Absolutely spot on. I used to work for cancer charity and the events staff would sometimes push the social media and comms people to keep forcing out messages and 'get celebrities to do stuff' without a well thought out rationale or strategy. We did what we were told and cringed at the mess it made of our twitter stream and Facebook page and the damage could do to our professionalism.

Re individuals doing it, maybe more charities could offer supporters advice on how/what to do on social media in fundraising packs?

Anonymous said...

I've done a lot of fundraising work for a little known charity as well as some for a well known charity. I can see why some people would want to get an RT for their cause from a celebrity, but I don't really see the point (if that makes sense!) I see a lot of RTs from celebrities for lots of charities, all of which I am sure are well deserving. However, I tend to pass them all by because a) I cannot afford to support them and b) I have no connection to them. Like you say, most support for charities comes from those who have a link to the charity or someone doing the fund raising. The most powerful fund raising is the personal touch - it has more meaning. (Similar to my feelings about people stopping me in the street to support a charity, but that's a bit off topic!) I've never asked any celebrity for an RT and I won't be doing so in the future. I think for the majority of genuine fund raisers out there your stance is spot on.

Martin said...

Wise words, as ever. This is why, if there were such a post as Mayor of Internet, that post should be held by you.

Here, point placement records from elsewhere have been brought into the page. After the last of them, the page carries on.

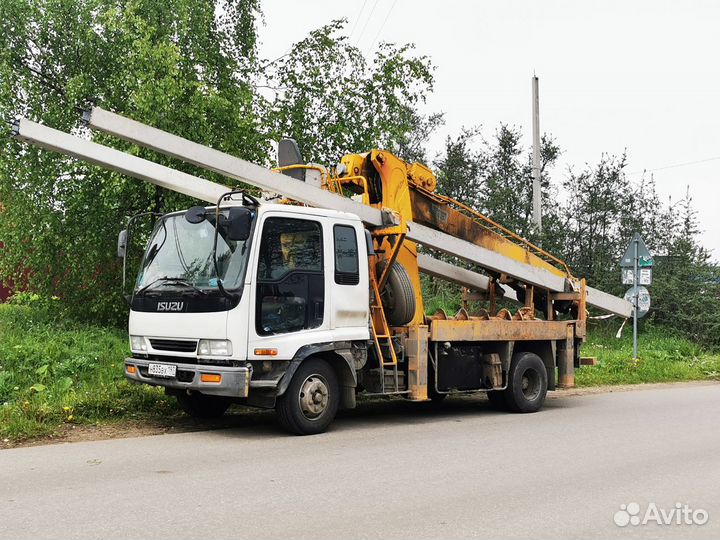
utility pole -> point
(537, 210)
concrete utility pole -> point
(537, 210)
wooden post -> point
(566, 360)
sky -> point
(641, 76)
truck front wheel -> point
(311, 401)
(203, 406)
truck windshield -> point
(180, 255)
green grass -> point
(662, 357)
(55, 372)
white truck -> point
(301, 305)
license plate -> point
(161, 370)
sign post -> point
(636, 268)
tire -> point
(311, 401)
(527, 384)
(398, 295)
(203, 406)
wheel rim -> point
(314, 396)
(530, 384)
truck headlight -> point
(214, 347)
(137, 344)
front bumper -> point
(235, 381)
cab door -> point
(288, 301)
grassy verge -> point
(662, 357)
(54, 372)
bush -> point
(55, 371)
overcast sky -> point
(637, 75)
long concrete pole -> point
(537, 206)
(255, 175)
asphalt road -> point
(388, 470)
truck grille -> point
(174, 345)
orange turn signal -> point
(210, 377)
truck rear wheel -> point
(527, 385)
(203, 406)
(311, 401)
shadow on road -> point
(370, 413)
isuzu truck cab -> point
(229, 302)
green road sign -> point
(644, 257)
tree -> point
(332, 101)
(171, 64)
(188, 67)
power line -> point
(357, 18)
(675, 165)
(380, 29)
(362, 32)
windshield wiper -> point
(174, 280)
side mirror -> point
(195, 215)
(122, 244)
(238, 223)
(289, 154)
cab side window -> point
(291, 287)
(347, 270)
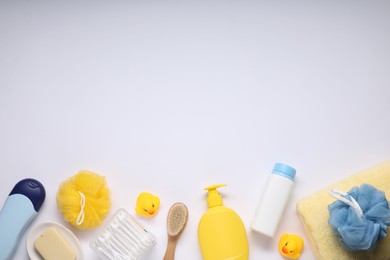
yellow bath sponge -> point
(84, 200)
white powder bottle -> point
(274, 199)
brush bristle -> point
(177, 218)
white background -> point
(172, 96)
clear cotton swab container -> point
(123, 238)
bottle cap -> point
(284, 170)
(213, 197)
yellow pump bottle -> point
(221, 232)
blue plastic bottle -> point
(20, 208)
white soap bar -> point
(52, 246)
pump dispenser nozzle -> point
(213, 197)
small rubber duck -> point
(147, 204)
(290, 246)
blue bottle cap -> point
(33, 190)
(284, 170)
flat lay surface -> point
(170, 97)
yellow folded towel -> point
(313, 212)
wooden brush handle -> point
(170, 252)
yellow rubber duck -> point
(290, 246)
(147, 204)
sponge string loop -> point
(347, 199)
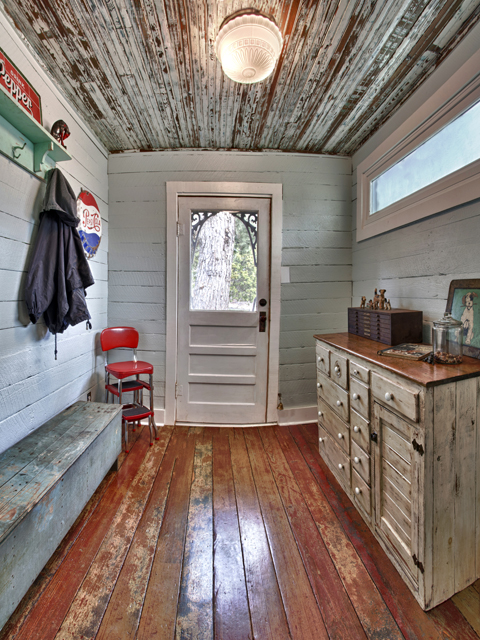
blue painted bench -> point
(46, 479)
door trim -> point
(243, 189)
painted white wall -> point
(416, 263)
(33, 386)
(316, 250)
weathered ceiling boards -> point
(144, 74)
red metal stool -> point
(127, 337)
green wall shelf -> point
(25, 141)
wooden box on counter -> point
(390, 327)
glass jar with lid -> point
(447, 340)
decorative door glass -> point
(223, 260)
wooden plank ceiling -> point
(144, 74)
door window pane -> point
(223, 262)
(450, 149)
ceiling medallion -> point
(248, 45)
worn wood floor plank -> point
(55, 601)
(338, 613)
(372, 611)
(266, 607)
(122, 616)
(412, 621)
(303, 615)
(161, 600)
(195, 604)
(88, 606)
(232, 619)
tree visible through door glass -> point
(223, 260)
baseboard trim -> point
(297, 415)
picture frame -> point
(463, 304)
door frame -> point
(237, 189)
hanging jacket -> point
(59, 272)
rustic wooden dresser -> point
(402, 439)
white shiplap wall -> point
(416, 263)
(33, 386)
(316, 248)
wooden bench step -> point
(45, 481)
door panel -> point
(224, 263)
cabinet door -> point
(398, 458)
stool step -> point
(136, 413)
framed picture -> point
(464, 305)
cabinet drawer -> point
(361, 462)
(339, 369)
(395, 396)
(333, 395)
(323, 359)
(338, 462)
(360, 398)
(359, 372)
(361, 493)
(334, 425)
(360, 431)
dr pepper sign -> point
(90, 227)
(19, 88)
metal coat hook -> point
(18, 147)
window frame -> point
(463, 185)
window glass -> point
(450, 149)
(223, 263)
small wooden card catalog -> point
(390, 327)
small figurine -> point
(381, 299)
(60, 131)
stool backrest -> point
(116, 337)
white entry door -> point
(223, 310)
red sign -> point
(19, 88)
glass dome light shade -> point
(248, 47)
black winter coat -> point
(59, 272)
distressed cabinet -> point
(401, 438)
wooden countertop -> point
(417, 371)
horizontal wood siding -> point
(316, 248)
(33, 386)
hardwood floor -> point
(227, 534)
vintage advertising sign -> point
(19, 88)
(90, 227)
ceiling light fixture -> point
(248, 46)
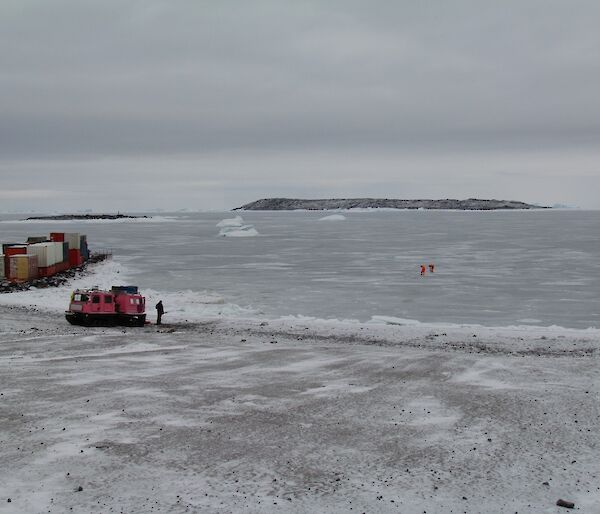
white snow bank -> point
(333, 217)
(193, 305)
(56, 299)
(235, 227)
(244, 231)
(179, 305)
(238, 221)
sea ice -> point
(235, 227)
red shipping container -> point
(74, 257)
(47, 271)
(15, 250)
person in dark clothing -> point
(159, 312)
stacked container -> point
(22, 268)
(83, 248)
(9, 249)
(74, 241)
(48, 256)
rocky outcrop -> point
(68, 217)
(472, 204)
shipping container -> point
(47, 271)
(15, 249)
(48, 254)
(73, 239)
(44, 253)
(22, 267)
(62, 266)
(8, 245)
(74, 257)
(83, 248)
(36, 239)
(12, 249)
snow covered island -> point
(471, 204)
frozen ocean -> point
(496, 268)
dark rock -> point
(472, 204)
(565, 504)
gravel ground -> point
(228, 416)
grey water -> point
(492, 268)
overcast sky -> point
(143, 104)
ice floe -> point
(236, 227)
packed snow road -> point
(291, 416)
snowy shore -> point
(294, 415)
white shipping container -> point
(42, 252)
(73, 240)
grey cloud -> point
(90, 80)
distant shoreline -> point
(471, 204)
(63, 217)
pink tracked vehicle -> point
(122, 305)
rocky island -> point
(69, 217)
(471, 204)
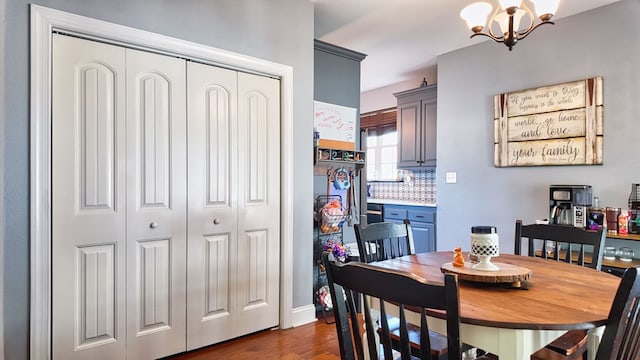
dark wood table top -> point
(558, 296)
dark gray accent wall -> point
(276, 30)
(336, 81)
(602, 42)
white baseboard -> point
(303, 315)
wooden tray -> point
(507, 273)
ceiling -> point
(402, 38)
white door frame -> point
(44, 22)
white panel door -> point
(88, 200)
(234, 204)
(258, 181)
(156, 205)
(213, 204)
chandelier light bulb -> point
(503, 20)
(476, 15)
(505, 4)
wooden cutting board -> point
(507, 273)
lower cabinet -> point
(423, 220)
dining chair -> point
(621, 337)
(559, 242)
(387, 240)
(562, 243)
(388, 287)
(384, 240)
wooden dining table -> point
(514, 322)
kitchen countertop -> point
(399, 202)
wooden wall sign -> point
(552, 125)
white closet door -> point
(156, 205)
(258, 181)
(234, 204)
(88, 200)
(213, 204)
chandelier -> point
(509, 17)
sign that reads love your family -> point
(552, 125)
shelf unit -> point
(618, 266)
(326, 228)
(327, 159)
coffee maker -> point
(568, 204)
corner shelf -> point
(327, 159)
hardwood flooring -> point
(316, 341)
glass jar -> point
(609, 253)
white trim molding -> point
(44, 22)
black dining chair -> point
(387, 240)
(384, 240)
(389, 287)
(562, 243)
(621, 337)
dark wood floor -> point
(317, 341)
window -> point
(382, 155)
(382, 144)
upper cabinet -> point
(417, 127)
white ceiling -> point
(402, 38)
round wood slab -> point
(507, 273)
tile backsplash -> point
(419, 185)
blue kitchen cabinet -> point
(423, 220)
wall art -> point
(551, 125)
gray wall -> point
(602, 42)
(277, 30)
(337, 81)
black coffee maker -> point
(568, 204)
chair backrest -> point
(621, 337)
(561, 242)
(386, 287)
(383, 241)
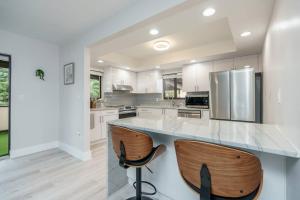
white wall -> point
(35, 103)
(74, 100)
(281, 61)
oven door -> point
(127, 115)
(197, 101)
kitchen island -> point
(266, 141)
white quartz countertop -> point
(259, 137)
(103, 108)
(169, 107)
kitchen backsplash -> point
(111, 99)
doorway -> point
(5, 86)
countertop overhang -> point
(249, 136)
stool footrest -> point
(142, 198)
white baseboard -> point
(52, 145)
(33, 149)
(84, 156)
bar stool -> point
(135, 149)
(217, 172)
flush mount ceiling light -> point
(161, 45)
(154, 31)
(245, 34)
(208, 12)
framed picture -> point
(69, 73)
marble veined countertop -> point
(170, 107)
(258, 137)
(102, 109)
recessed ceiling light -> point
(208, 12)
(161, 45)
(154, 31)
(245, 34)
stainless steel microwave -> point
(197, 101)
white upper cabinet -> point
(245, 61)
(195, 77)
(149, 82)
(223, 65)
(237, 63)
(118, 76)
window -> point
(172, 84)
(95, 86)
(4, 84)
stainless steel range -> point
(127, 111)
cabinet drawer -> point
(109, 112)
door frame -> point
(9, 103)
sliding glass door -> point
(4, 104)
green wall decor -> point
(40, 73)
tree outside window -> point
(173, 88)
(4, 86)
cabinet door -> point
(149, 82)
(189, 78)
(205, 114)
(141, 82)
(247, 61)
(105, 119)
(107, 80)
(171, 112)
(149, 112)
(202, 76)
(223, 65)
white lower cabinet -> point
(205, 114)
(156, 112)
(99, 130)
(149, 112)
(170, 112)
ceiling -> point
(56, 21)
(191, 35)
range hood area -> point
(125, 88)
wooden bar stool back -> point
(218, 172)
(135, 149)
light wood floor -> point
(54, 175)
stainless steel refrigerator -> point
(235, 95)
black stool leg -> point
(138, 183)
(138, 180)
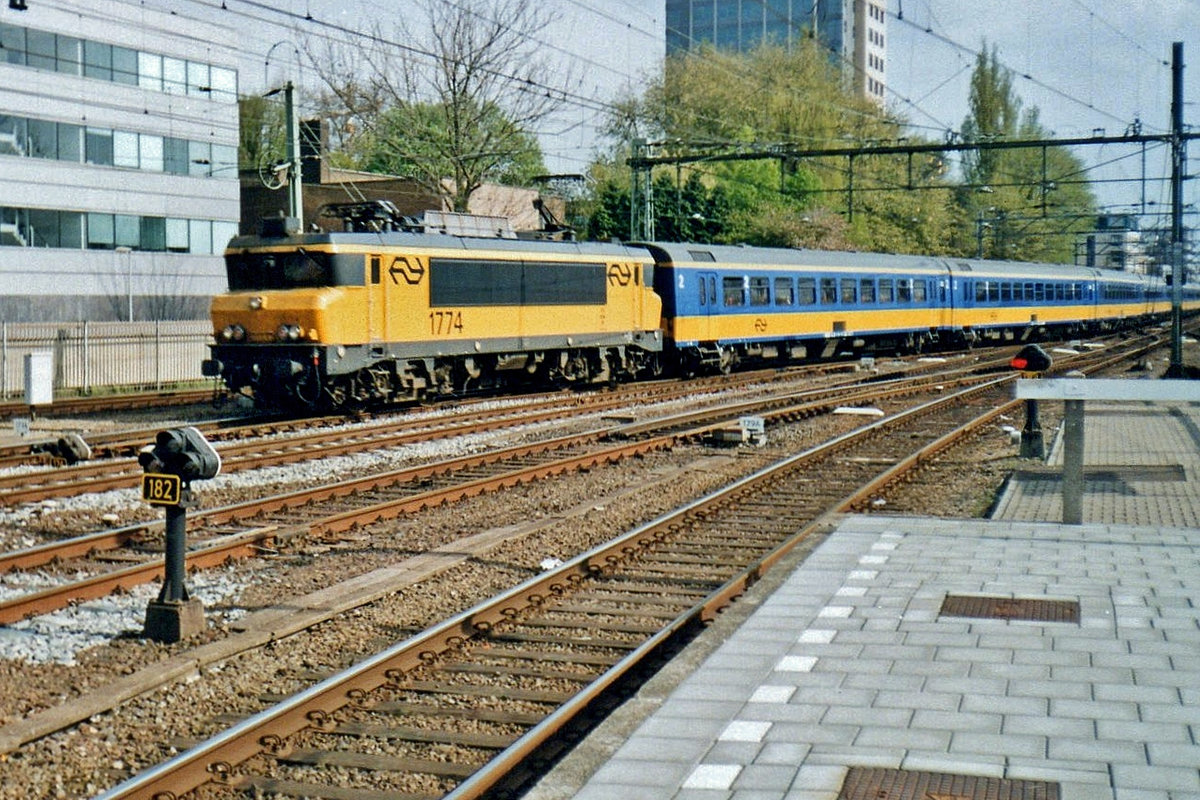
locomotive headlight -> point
(288, 332)
(233, 334)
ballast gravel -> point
(53, 659)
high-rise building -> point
(118, 161)
(855, 31)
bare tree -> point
(451, 103)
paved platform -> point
(851, 662)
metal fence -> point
(89, 356)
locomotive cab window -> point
(299, 268)
(484, 282)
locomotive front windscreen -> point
(485, 282)
(255, 270)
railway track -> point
(114, 465)
(557, 698)
(502, 683)
(323, 512)
(247, 529)
(243, 446)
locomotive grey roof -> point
(445, 241)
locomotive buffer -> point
(177, 458)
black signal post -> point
(1033, 362)
(178, 457)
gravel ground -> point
(90, 757)
(47, 661)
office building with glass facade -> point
(855, 31)
(118, 161)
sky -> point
(1087, 65)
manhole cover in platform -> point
(1031, 609)
(869, 783)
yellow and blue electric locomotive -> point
(379, 313)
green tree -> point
(1023, 203)
(444, 97)
(784, 100)
(417, 142)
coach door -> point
(376, 305)
(708, 305)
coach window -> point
(849, 296)
(867, 290)
(785, 292)
(760, 292)
(733, 290)
(828, 292)
(807, 292)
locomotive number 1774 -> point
(445, 323)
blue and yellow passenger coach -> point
(727, 305)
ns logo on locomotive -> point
(390, 310)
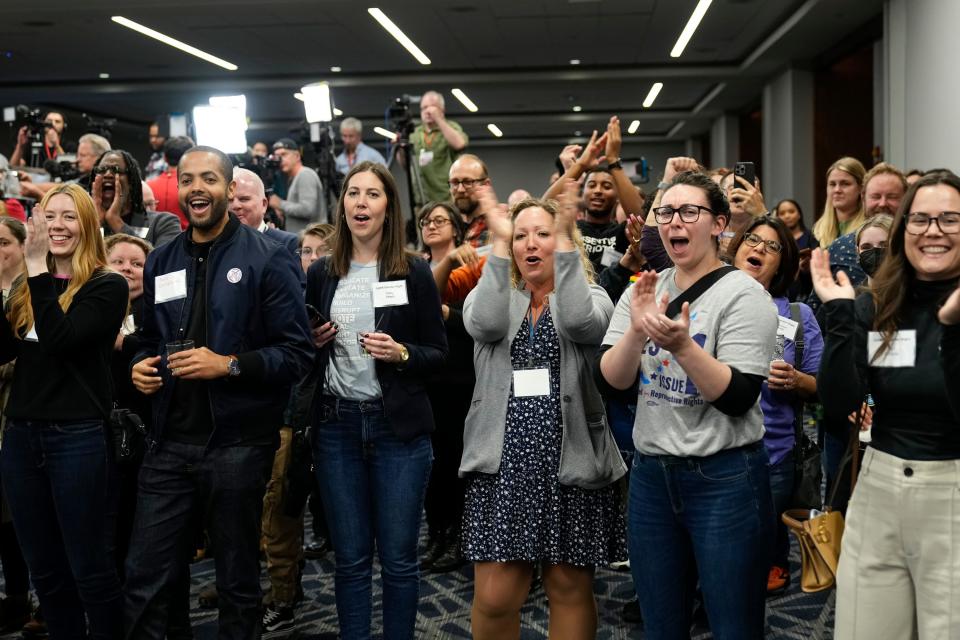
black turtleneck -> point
(917, 413)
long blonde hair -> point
(89, 260)
(827, 228)
(551, 207)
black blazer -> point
(418, 325)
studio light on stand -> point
(222, 124)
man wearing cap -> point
(304, 203)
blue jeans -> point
(781, 486)
(178, 481)
(712, 515)
(373, 486)
(60, 483)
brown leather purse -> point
(820, 536)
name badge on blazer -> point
(170, 286)
(390, 294)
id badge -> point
(170, 286)
(530, 382)
(902, 351)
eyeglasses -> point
(466, 183)
(104, 169)
(439, 223)
(688, 213)
(919, 223)
(754, 240)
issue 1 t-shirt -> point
(735, 321)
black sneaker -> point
(277, 621)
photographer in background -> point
(354, 151)
(156, 163)
(436, 144)
(304, 202)
(53, 142)
(89, 150)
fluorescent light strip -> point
(688, 30)
(400, 36)
(464, 100)
(173, 42)
(654, 92)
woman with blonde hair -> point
(539, 458)
(60, 324)
(844, 211)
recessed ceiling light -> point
(464, 100)
(173, 42)
(654, 92)
(400, 36)
(688, 30)
(386, 133)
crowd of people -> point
(558, 383)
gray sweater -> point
(304, 202)
(492, 314)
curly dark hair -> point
(134, 177)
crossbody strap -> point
(697, 289)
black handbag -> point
(807, 472)
(126, 431)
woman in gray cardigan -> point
(538, 456)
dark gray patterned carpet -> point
(445, 607)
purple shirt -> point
(778, 406)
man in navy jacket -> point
(217, 404)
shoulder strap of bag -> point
(697, 289)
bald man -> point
(466, 174)
(436, 142)
(249, 204)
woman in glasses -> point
(699, 483)
(380, 334)
(899, 574)
(118, 196)
(767, 252)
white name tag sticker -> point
(787, 327)
(610, 256)
(531, 382)
(902, 351)
(170, 286)
(390, 294)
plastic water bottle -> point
(865, 436)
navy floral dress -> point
(522, 512)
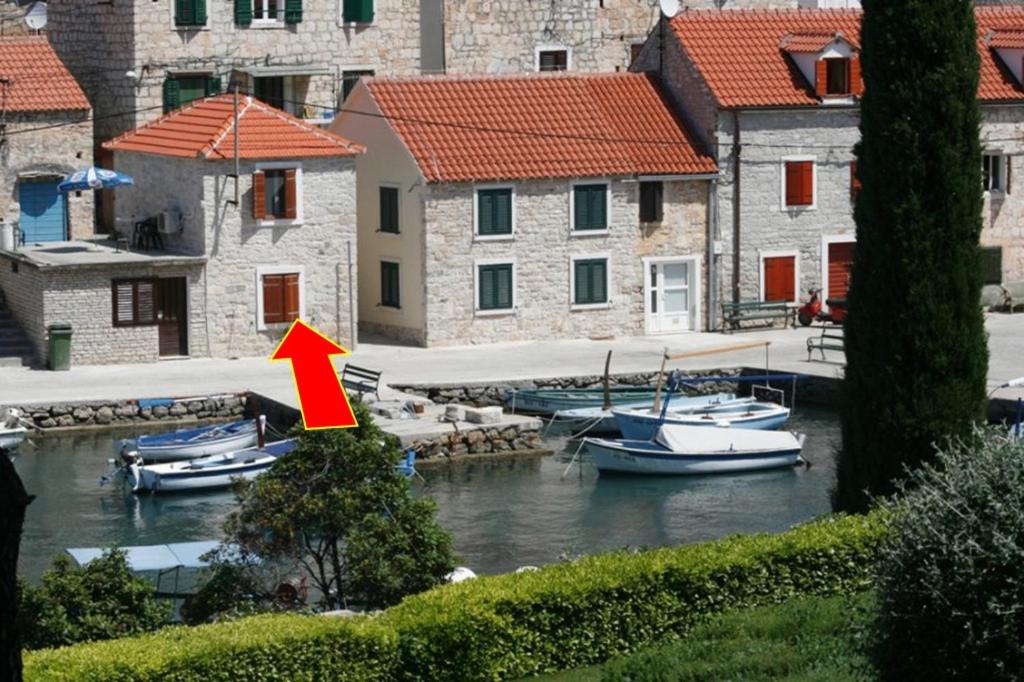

KibokothePurpleHippo said...

When I first read this blog, I decided not to read your reasons for not retweeting. I've been watching your shows (once live, lucky me) for long enough to know that you like most people. Apart from the Dave Gorman from Leamington Spa. So if you weren't retweeting, you had a good reason.

But I've got insomnia and I'm bored. I thought I might as well. Of course there was a perfectly good reason. Not that I ever doubted it, you understand.